Source: Teachers and Teaching, Volume 15, Issue 4 August 2009, pages 459 – 470.
(Reviewed by the Portal Team)

In this article, the authors highlight two big ideas that seem to be foundational in the development of professional learning communities - how people learn by examining their own practice; and how, in the process, they learn to contribute to teacher reform initiatives and participate in local and national positions of teacher leadership.

The authors define veteran teachers not necessarily by the number of years they have taught, but by their ability (and experience) in reflecting on their experience and becoming articulate about the complexity of their teaching. The authors call these teachers 'accomplished teachers' as they can be teachers in their third or thirtieth year in the classroom. Their distinguishing feature is that they can deconstruct their practice, explain it to others, and in the process learn how to facilitate learning for (and with) their peers. Accomplished teachers don't lead by exhorting their colleagues to 'do what I say'; they invite them into dialog around 'see how we teach'.

The authors examine five different examples, three from programs developed by the Carnegie Foundation for the Advancement of Teaching and two studies done on and with the National Writing Project.

In all these studies, the authors ask: how do teachers learn by uncovering their own teaching practices? What conditions support teacher learning? And lastly, how do teachers learn to lead in professional communities and contribute to educational reform?

Discussion

All five of the examples that the authors have described appear to have both conceptual and practical implications for our understanding of teachers' learning in professional communities and their subsequent leadership.

Conceptually the authors learn that 'accomplished teachers' are those that open themselves up to the process of inquiry into their own practice; they accept it as a part of teaching and learning for themselves (and others).

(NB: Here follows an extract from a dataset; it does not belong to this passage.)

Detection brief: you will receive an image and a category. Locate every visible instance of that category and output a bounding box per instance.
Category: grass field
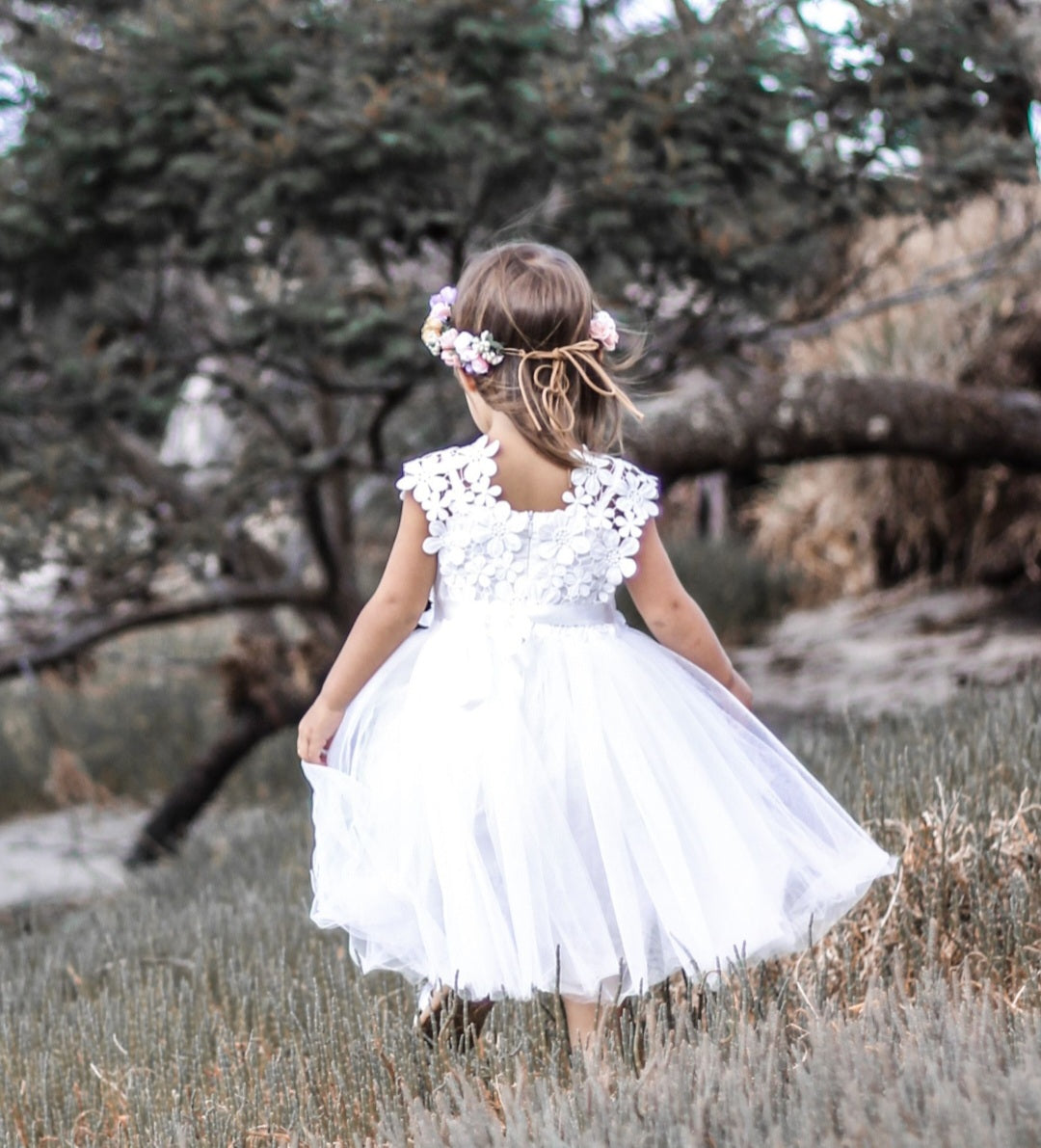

These examples illustrate that accomplishment of these goals can come about at different stages of a teaching. It is not age that earns teachers their 'stripes' as a teacher and leader, but rather their ability to look deeply at practice. It is in experiencing the idea that inquiring into ones practice helps teachers articulate what they are doing; where it goes right and wrong; and helping them uncover how to improve it. Teachers break the isolation of their world and become a part of an intellectual community: finding out that they can learn from their peers, and in so doing become members of a collaborative group.

In all of these examples, the important thing is that the exploration of practice starts with what teachers know first. Starting with teachers' knowledge dignifies the 'wisdom of practice' and helps open teachers' classrooms to inquiry, breaks the isolation that keeps teachers from becoming colleagues and forms the basis for a professional learning community.